"None, I should think," the Princess said shortly, and they kissed one another good-night and each went to her room.

But Moravia sat a long time, after her maid had left her, staring into space.

Fate was very cruel and contrary. It gave her everything that most people could want, and refused her the one thing she desired herself.

"He adores Sabine—who will trample on him—she always rules everything—and I would have been his sympathetic companion, and would have let him rule me—!" Then something she could not reconcile in her mind struck her.

If Sabine had never seen her husband since the day after she was married—what had caused her to be so pale and sad and utterly changed when she came to her, Moravia, in Rome—a year or more afterwards, and to have made her break entirely with her uncle and aunt? The secret of her friend's life lay in that year—that year after she herself married and went off with her husband Girolamo to Italy—the year which Sabine had spent in America—alone. But she knew very well that, fond as they were of one another, Sabine would probably never tell her about it. So presently she got into bed and, sighing at the incongruity and inconsiderateness of circumstance, she turned out the light.

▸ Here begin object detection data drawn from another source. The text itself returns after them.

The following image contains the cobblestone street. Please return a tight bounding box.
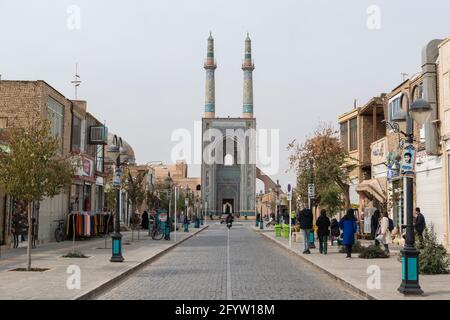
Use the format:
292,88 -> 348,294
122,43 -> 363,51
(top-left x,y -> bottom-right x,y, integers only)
99,223 -> 359,300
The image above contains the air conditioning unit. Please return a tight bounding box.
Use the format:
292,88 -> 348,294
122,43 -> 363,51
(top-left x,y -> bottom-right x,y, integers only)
89,126 -> 108,145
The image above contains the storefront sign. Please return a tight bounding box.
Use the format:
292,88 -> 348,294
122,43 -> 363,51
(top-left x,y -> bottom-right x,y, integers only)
159,212 -> 167,222
308,183 -> 316,198
72,156 -> 94,179
370,138 -> 387,165
95,177 -> 105,186
400,144 -> 416,176
113,168 -> 122,188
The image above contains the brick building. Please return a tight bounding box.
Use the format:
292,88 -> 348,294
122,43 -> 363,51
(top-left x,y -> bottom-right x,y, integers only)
0,80 -> 105,245
338,94 -> 386,212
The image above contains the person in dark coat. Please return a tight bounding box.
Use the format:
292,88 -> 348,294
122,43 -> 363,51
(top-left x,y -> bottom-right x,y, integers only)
298,208 -> 313,254
339,209 -> 358,258
370,209 -> 381,246
414,208 -> 426,244
331,218 -> 341,245
141,210 -> 149,230
316,209 -> 331,254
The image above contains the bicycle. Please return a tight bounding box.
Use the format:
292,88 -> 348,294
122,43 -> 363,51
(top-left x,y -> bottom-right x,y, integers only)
54,219 -> 66,242
151,221 -> 164,240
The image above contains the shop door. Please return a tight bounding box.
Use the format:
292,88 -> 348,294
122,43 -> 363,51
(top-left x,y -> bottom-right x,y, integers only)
0,193 -> 6,245
416,168 -> 444,242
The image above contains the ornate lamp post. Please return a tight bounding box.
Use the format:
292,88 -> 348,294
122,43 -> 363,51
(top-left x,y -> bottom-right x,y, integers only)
398,97 -> 431,295
107,135 -> 128,262
259,190 -> 264,230
164,171 -> 176,237
275,180 -> 281,224
387,93 -> 431,295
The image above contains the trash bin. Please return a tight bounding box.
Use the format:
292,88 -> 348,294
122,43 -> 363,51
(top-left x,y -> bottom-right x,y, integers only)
283,224 -> 289,239
275,224 -> 281,238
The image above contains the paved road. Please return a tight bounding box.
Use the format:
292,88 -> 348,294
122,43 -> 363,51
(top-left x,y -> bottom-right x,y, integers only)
99,223 -> 359,300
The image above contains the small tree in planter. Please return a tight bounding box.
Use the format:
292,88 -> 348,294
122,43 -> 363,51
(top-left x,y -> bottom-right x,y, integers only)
0,115 -> 74,271
419,225 -> 450,274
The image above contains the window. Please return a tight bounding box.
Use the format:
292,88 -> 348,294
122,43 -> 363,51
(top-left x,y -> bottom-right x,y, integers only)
349,118 -> 358,151
47,98 -> 64,149
341,121 -> 348,151
72,115 -> 81,151
388,93 -> 403,121
95,145 -> 104,172
413,84 -> 424,102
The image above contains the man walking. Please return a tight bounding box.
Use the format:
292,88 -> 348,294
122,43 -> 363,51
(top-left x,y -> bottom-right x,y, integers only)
316,209 -> 331,254
298,208 -> 313,254
414,208 -> 426,245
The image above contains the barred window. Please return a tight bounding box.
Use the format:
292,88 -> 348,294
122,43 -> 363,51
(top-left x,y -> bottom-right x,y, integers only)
47,97 -> 64,151
349,118 -> 358,151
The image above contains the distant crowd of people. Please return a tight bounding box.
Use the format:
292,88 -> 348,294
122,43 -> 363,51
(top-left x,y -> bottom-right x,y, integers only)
296,208 -> 426,259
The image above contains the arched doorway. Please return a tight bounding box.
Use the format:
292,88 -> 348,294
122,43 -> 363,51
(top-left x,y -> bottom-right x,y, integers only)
222,199 -> 233,214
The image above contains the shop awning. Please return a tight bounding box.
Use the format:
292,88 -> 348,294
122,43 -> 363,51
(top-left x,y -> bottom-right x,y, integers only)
356,179 -> 386,202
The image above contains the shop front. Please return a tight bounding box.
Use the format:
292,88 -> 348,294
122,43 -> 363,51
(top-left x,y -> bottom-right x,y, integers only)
416,151 -> 447,242
66,155 -> 113,238
0,189 -> 9,246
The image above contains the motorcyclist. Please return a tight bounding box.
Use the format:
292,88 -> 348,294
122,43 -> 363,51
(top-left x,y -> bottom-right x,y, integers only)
225,213 -> 234,228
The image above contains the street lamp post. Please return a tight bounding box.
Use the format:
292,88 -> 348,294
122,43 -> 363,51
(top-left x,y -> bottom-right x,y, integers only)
259,190 -> 264,230
275,180 -> 281,224
183,185 -> 191,232
394,97 -> 431,295
164,171 -> 176,240
107,135 -> 127,262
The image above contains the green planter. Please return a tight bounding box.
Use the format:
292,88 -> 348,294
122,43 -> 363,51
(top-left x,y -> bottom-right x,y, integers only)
275,224 -> 281,238
283,224 -> 289,239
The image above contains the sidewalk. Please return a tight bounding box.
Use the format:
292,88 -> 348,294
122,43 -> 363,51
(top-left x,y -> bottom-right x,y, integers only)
252,227 -> 450,300
0,226 -> 207,300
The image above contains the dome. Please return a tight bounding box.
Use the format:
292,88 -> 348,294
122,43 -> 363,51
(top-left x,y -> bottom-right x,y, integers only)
108,133 -> 136,164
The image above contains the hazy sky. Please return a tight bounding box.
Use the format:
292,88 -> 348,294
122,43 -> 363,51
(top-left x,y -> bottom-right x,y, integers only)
0,0 -> 450,189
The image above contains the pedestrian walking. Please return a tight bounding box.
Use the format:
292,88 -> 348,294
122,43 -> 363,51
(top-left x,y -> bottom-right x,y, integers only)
141,210 -> 149,230
370,209 -> 381,246
330,218 -> 341,245
298,208 -> 313,254
339,209 -> 358,259
377,212 -> 392,254
316,209 -> 331,254
414,208 -> 426,245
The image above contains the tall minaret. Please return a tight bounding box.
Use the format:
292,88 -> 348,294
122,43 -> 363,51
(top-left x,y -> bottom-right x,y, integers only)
242,32 -> 255,118
204,32 -> 217,118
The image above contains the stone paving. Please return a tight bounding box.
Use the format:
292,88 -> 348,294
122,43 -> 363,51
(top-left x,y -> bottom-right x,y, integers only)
0,228 -> 207,299
99,222 -> 361,300
258,227 -> 450,300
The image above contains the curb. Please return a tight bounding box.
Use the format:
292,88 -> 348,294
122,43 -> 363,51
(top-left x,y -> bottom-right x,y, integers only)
73,225 -> 209,300
254,230 -> 378,300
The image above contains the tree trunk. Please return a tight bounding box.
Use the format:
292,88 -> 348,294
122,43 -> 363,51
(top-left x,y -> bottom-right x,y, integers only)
27,203 -> 33,271
336,180 -> 352,209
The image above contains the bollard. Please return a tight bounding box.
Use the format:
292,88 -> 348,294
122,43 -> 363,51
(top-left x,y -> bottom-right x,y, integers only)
275,224 -> 281,238
309,229 -> 316,249
283,224 -> 289,239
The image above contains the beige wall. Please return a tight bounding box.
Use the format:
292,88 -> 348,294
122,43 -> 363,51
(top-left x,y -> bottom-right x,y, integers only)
438,38 -> 450,245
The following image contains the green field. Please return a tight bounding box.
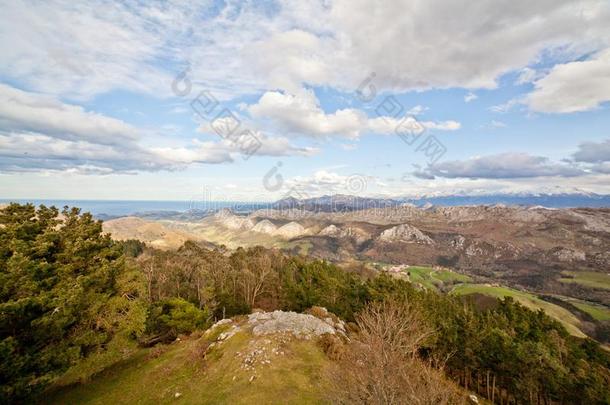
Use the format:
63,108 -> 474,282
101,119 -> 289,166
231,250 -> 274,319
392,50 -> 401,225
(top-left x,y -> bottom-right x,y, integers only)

Sabine that same night read of further entertainments at Ostende in the New York Herald—and shut her full, firm lips with an ominous force. And so she and Henry had parted at the Carlsbad station next day with the understanding between them that, when Sabine could tell him that she was free, he would be at liberty to press his suit and she would give a favorable answer.

She thought of these past things now for a moment while she re-read Lord Fordyce's letter. It told her, there in her Héronac garden, in a hurried P. S. that a friend had joined him that moment at Havre, and clamored to be taken on the trip, too, claiming an old promise. He was quite a nice young man—but if she did not want any extra person, she was to wire to ----, where they would arrive about eleven o'clock, and there this interloper should be ruthlessly marooned! The post had evidently been going, and the P. S. must have been written in frightful haste after the advent of the friend—for his name was not even given.

Sabine had not wired. She felt a certain sense of relief. It would make someone to talk to Madame Imogen and the Curé—and cause there to be no gêne.

Then her thoughts turned to Henry himself with tender friendship. So dear a companion, and how glad she would be to see him again. The ten days since they had parted at Carlsbad seemed actually long! Surely it was a wise thing to do to start her real life with one whom she could so truly respect; there could be no pitfalls and disappointments! And his great position in England would give scope for her ambition, which never could be satisfied like Moravia's with just social things. She would begin to study English politics and the other great matters which Henry was interested in. He would find that what she had told him at Carlsbad was true, and that, although he was naturally prejudiced against Americans, he would have to admit that she, as his wife, played the part as well, if not better, than one of his own countrywomen could have done. She thrilled a little as the picture came up before her of the large outlook she would have to survey, and the great situation she would have to adorn, but sure of Henry's devoted kindness and gentleness all the time.

Yes—she would certainly marry him, perhaps by next year. Mr. Parsons had written only yesterday, saying he had begun to take steps, as her freedom must come from the side of her husband—who could divorce her for desertion. She could not urge this plea against him, since she had left him of her own free will.